Newspaper article International New York Times

Weight Watchers Stock Takes off ; 'Oprah Effect' Kicks in after Winfrey Joins Board of Slumping Diet Business

Newspaper article International New York Times

Weight Watchers Stock Takes off ; 'Oprah Effect' Kicks in after Winfrey Joins Board of Slumping Diet Business

Article excerpt

Ms. Winfrey will buy newly issued shares, worth about 10 percent of the company, and take a seat on the board.

Her show might be gone, but the "Oprah Effect" clearly endures.

After Oprah Winfrey said on Monday she would buy a 10 percent stake in Weight Watchers and take a seat on the board, the company's slumping stock doubled to $13.92 per share, adding about $400 million to its market value.

For years, Ms. Winfrey has helped make countless little-known brands wildly successful by endorsing them through one of the media ventures that made her a billionaire.

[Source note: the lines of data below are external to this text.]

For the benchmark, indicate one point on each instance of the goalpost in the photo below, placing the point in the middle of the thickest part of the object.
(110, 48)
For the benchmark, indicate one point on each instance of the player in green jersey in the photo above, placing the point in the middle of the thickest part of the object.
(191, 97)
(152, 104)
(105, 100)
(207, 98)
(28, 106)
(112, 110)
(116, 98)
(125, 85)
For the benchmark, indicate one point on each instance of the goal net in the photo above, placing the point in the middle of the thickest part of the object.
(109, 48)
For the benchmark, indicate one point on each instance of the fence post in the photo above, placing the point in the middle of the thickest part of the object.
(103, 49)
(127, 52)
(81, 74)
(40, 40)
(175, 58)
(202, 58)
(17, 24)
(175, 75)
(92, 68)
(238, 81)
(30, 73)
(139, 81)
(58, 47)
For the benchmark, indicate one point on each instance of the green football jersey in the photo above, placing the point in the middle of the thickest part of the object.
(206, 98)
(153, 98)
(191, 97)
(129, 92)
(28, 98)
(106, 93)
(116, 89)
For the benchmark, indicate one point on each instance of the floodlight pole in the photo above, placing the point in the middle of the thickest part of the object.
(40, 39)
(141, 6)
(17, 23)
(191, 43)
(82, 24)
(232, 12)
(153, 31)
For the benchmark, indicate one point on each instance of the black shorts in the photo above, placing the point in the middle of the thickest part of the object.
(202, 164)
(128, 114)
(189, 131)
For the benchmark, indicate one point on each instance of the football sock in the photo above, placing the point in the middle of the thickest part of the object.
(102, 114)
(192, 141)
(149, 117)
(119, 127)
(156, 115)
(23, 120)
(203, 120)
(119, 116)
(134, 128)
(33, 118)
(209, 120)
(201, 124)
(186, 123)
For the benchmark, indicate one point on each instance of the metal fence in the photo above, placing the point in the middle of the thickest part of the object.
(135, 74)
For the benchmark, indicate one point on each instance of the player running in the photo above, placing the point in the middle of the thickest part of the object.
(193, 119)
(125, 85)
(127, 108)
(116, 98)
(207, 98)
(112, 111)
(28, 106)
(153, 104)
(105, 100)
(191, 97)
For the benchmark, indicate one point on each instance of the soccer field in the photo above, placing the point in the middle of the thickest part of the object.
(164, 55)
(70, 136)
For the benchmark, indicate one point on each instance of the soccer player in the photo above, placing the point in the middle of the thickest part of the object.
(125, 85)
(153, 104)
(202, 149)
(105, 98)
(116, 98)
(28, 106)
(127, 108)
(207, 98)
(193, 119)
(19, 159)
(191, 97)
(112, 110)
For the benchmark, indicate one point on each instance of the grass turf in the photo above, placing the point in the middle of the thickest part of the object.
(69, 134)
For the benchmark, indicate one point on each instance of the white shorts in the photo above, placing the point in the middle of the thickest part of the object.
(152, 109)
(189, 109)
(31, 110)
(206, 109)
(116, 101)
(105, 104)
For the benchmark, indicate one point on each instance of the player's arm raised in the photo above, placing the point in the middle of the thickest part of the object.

But this is the first time she has made such an investment in a public company. Ms. Winfrey also plans to give Weight Watchers unfettered access to her name and face for marketing purposes.

"Weight Watchers has given me the tools to begin to make the lasting shift that I and so many of us who are struggling with weight have longed for," Ms. Winfrey said in a statement. "I believe in the program so much I decided to invest in the company and partner in its evolution."

Though one of the best-known names in weight loss, the 52-year- old Weight Watchers has had declining membership rolls in recent years as it has lost out to newer and more technologically oriented paths to shedding pounds, including weight-loss apps and fitness- tracking devices.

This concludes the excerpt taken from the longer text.